A Deep Learning Approach for Sentiment Analysis of COVID-19 Reviews

Appl. Sci. 2022, 12(8), 3709; https://doi.org/10.3390/app12083709
by Chetanpal Singh 1,*, Tasadduq Imam 2, Santoso Wibowo 1 and Srimannarayana Grandhi 1
Reviewer 1: Anonymous
Reviewer 2: Anonymous
Reviewer 3: Anonymous
Appl. Sci. 2022, 12(8), 3709; https://doi.org/10.3390/app12083709
Submission received: 10 January 2022 / Revised: 27 March 2022 / Accepted: 29 March 2022 / Published: 7 April 2022
(This article belongs to the Special Issue Artificial Intelligence Computing and Applications for COVID-19)

Round 1

Reviewer 1 Report

1) Looking at some latest work on AI/Machine-Learning based Covid Application; some latest literature seem missing. AI and IoT have been predominant these days. Please include some of them in the introduction/related work to let readers know the latest trends. One example of such a missing article would be:
a) IVACS: Intelligent voice Assistant for Coronavirus Disease (COVID-19) Self-Assessment 

You can find a some more on this: b) Service Robots: Trends and Technology

However, there are more than these. I suggest authors update their literature.

2) Figure 1 is more like a testing; please restructure/add figure to define the training process as well.
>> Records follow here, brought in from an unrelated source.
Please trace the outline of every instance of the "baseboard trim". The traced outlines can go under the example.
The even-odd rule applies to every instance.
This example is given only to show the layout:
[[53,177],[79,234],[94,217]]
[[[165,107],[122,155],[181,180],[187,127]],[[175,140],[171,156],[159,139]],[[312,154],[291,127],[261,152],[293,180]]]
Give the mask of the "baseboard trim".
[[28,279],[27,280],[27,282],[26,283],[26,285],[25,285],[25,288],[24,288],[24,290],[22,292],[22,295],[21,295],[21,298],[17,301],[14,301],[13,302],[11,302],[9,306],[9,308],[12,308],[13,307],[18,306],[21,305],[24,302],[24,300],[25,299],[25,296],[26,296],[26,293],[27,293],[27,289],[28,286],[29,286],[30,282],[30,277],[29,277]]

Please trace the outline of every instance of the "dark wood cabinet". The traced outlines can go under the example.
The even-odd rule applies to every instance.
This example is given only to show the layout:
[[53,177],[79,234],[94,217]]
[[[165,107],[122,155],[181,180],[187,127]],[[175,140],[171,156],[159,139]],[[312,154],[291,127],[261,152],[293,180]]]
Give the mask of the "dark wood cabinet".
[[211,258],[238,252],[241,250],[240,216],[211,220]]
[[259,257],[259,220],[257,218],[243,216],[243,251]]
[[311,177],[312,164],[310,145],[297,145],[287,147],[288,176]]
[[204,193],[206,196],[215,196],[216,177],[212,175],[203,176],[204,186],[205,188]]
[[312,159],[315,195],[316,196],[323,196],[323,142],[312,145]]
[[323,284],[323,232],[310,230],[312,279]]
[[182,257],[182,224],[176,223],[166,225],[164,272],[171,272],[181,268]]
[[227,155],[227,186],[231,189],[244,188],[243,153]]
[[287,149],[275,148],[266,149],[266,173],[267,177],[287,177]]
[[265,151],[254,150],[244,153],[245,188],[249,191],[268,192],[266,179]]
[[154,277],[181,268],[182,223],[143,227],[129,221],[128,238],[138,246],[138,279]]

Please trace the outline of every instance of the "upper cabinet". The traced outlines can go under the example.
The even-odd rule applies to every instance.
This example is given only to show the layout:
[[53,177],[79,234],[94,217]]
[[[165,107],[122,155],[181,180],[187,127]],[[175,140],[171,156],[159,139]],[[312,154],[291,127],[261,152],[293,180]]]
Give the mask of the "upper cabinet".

That is your overall architecture.

3) Why was LSTM used why nor ReLU? Based on the experiment?

4) How as optimal C and gamma parameters in SVM found to avoid overfitting?

5) Comparing this work with the work done by other researchers is recommended.

 

Author Response

Hello Reviwer,

Kindly see the attached document for your review.

Regards

Chetanpal Singh

 

Author Response File: Author Response.docx

Reviewer 2 Report

This paper proposes LSTM-RNN based method which uses an enhanced feature transformation framework via attention mechanism for Sentiment Analysis of COVID-19. Below I give some of the limitations which I have identified and my suggestions for enriching the paper:

  1. I recommend you re-write the main contributions of this paper to the field with simple and clear sentences. I think that it is a little bit hard for readers to select the main contributions from long paragraphs (lines 55-74). 
  2. Please add one figure that can explain your improved part of the LSTM-RNN network in Section 3. For example, it is maybe the overall network structure of the LSTM-RNN network (green color) and your contributions (red color).
  3. Please check the format and style of 13, 14, 15 equations.
  4. Many existing methods and algorithms (such as Naïve Bayes, logistic regression, Random Forest, etc.) are used but did not cite appropriately with reference numbers. Please cite them in Table 6 as well.
  5. A more detailed evaluation and comparison of the state of the art would be appropriate. For instance, Precision-Recall curve and so on. 
  6. To make the work effectively comparable, benchmarks and evaluations should be performed in comparison to the other more famous approaches in the field.
  7. Add a new section named “Limitation and Discussion” to give a limitation of the proposed method and future research gaps in this field.
  8. Please check the style and format of references.
  9. I am not quite sure about the scientific novelty of this paper since almost all equations were used from other works.

Author Response

Hello Reviwer,

Kindly see the attached document for your review.

Regards

Chetanpal Singh

Author Response File: Author Response.docx

Reviewer 3 Report

In my opinion scientific level of this publication is below requirements of this Journal.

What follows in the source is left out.